I am no longer on the job market! I've accepted a position teaching Computer Science and Math at Washington College starting in fall 2016.
I'm a fifth-year graduate student working on a class of 3D reconstruction problems in computer vision called Structure from Motion (SfM). In my work we recover 3D models, such as in the images below, from hundreds to tens of thousands of tourist photos of famous world landmarks. Point cloud renderings of Sacre Coeur Cathedral and Piccadilly Circus are below. Essentially these are geometric inverse problems, where we try to recover 3D Euclidean geometry based on images under a set of unknown pinhole projections.
Since consumer cameras have many optical distortions, and because correctly matching up points in one image with corresponding points in another is quite difficult, SfM problems are typically noisy optimizations. Patterns in point-to-image visibility give an underlying graph structure, so problems can have an interesting mixture of discrete and continuous topologies.
TA: MATH 2940, Linear Algebra for Engineers, Fall 2011
TA: CS 4670: Intro to Computer Vision, Fall 2012
TA: MATH 1920: Calculus III for Engineers, Fall 2013
TA: CS 4820: Intro to Analysis of Algorithms, Summer 2015
TA: CURIE Academy (camp for STEM-interested high school girls)

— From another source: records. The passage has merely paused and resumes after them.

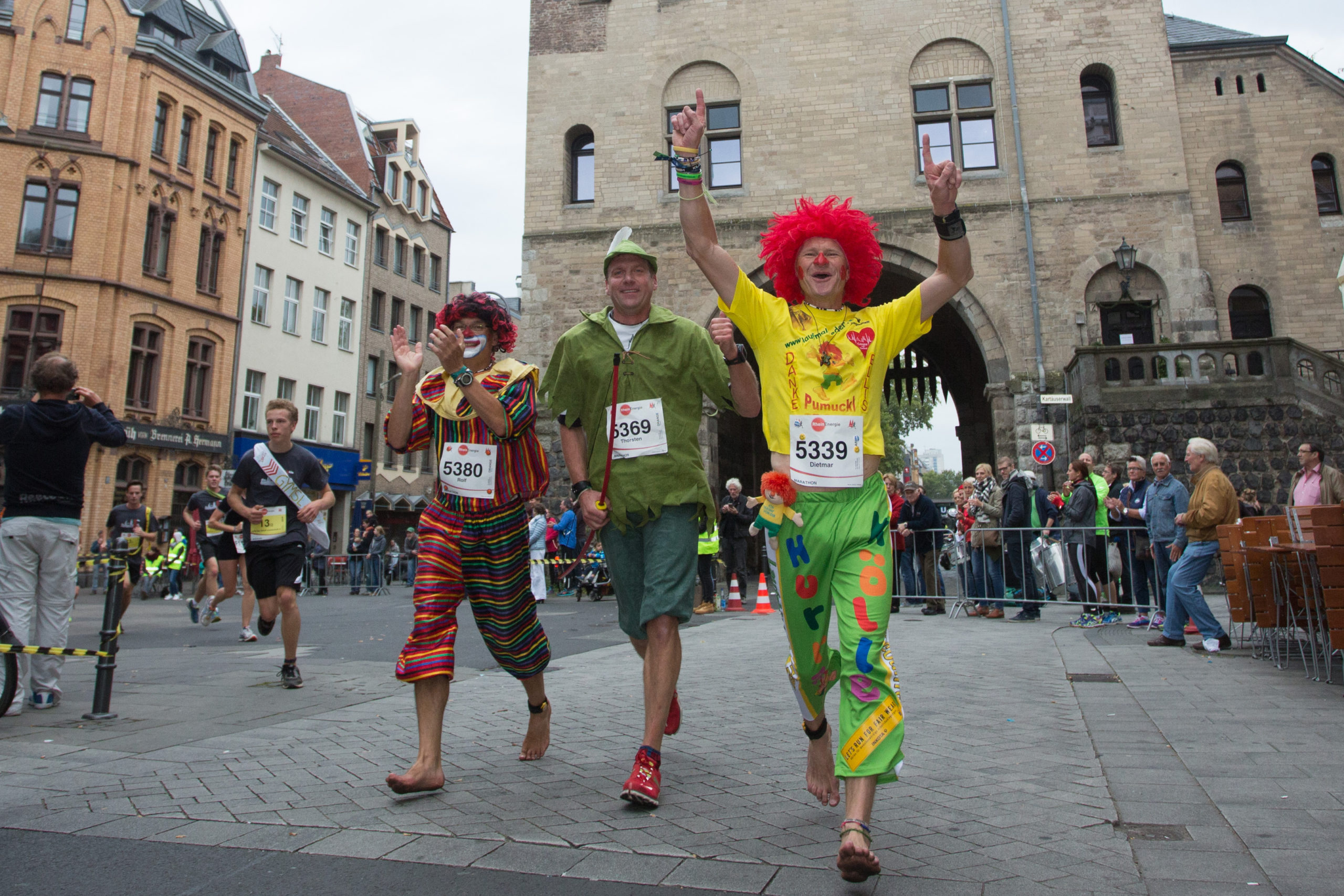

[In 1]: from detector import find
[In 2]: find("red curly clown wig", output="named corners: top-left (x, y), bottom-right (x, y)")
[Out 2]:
top-left (761, 196), bottom-right (881, 308)
top-left (761, 473), bottom-right (799, 504)
top-left (434, 293), bottom-right (518, 355)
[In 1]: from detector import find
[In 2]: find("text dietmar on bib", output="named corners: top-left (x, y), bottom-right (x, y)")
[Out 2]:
top-left (789, 414), bottom-right (863, 489)
top-left (606, 398), bottom-right (668, 459)
top-left (438, 442), bottom-right (499, 498)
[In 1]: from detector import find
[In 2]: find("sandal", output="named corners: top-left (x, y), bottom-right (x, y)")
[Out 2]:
top-left (836, 818), bottom-right (881, 884)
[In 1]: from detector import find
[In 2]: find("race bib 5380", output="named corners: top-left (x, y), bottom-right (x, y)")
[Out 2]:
top-left (789, 414), bottom-right (863, 489)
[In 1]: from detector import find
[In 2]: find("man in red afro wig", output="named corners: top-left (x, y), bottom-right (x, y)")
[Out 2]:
top-left (761, 196), bottom-right (881, 308)
top-left (672, 90), bottom-right (972, 881)
top-left (434, 293), bottom-right (518, 355)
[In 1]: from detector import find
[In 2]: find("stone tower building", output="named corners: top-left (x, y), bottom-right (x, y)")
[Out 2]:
top-left (519, 0), bottom-right (1344, 508)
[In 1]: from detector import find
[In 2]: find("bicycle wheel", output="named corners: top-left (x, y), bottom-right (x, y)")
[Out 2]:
top-left (0, 653), bottom-right (19, 716)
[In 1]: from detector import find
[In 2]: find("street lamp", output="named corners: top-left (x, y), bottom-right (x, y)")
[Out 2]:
top-left (1111, 236), bottom-right (1138, 301)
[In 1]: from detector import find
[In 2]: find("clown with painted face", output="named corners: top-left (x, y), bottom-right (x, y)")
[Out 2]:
top-left (383, 293), bottom-right (551, 794)
top-left (672, 90), bottom-right (972, 881)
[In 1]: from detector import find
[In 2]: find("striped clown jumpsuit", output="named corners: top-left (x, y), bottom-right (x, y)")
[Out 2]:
top-left (383, 359), bottom-right (551, 681)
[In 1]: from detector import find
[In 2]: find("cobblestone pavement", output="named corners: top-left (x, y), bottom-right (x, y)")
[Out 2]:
top-left (0, 596), bottom-right (1344, 896)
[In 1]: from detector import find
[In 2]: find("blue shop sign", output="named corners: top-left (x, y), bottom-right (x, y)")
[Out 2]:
top-left (234, 435), bottom-right (359, 492)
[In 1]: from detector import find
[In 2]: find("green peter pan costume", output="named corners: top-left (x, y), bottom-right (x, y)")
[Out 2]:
top-left (540, 228), bottom-right (732, 639)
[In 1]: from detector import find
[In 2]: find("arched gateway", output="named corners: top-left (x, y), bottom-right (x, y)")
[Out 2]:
top-left (711, 245), bottom-right (1012, 493)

Instructional TA: MATH 1110 Calculus I, Fall 2015
Fundamental Matrix slides—a stand alone lecture on the fundamental matrix and the eight point algorithm in two-view stereo (12MB PDF).
Recent SfM research has especially focused on ways to formulate 3D reconstruction as a single large optimization, rather than incrementally growing a seed model.
In this paper, we give a simple reformulation of a step of this larger optimization, as well as a novel way to filter for outlier measurements. We call this outlier detection 1DSfM, because we show how projecting problem instances onto a single dimension reveals 1D ordering problems which are easier to solve.
The most difficult scenes for SfM usually contain repeated structures. For example, the four sides of the Big Ben clock tower all look nearly indistinguishable up close, so algorithms often compute constraints amounting to "the north side of the building is the south side". The resulting reconstructions are broken, perhaps with extra ghosted copies of towers and domes, but even sometimes with a complete failure to reconstruct.
In this paper we leverage the redundancy of data in our large models. We locate mistakes by finding signature structures in a visibility graph. We remove these mistakes to build a correct 3D model.
From images alone, a 3D reconstruction can only be computed up to a similarity. Without extra information, the scale, location, and orientation of the model are undetermined. GPS tags can help some, but they are noisy and many images lack them.
In this paper we accurately georegister 3D reconstructions with the help of images from Google Street View and 3D models from Google Earth. We show that these complememtary data sources allow interesting applications, such as computing depth maps, or accurately classifying scene normals.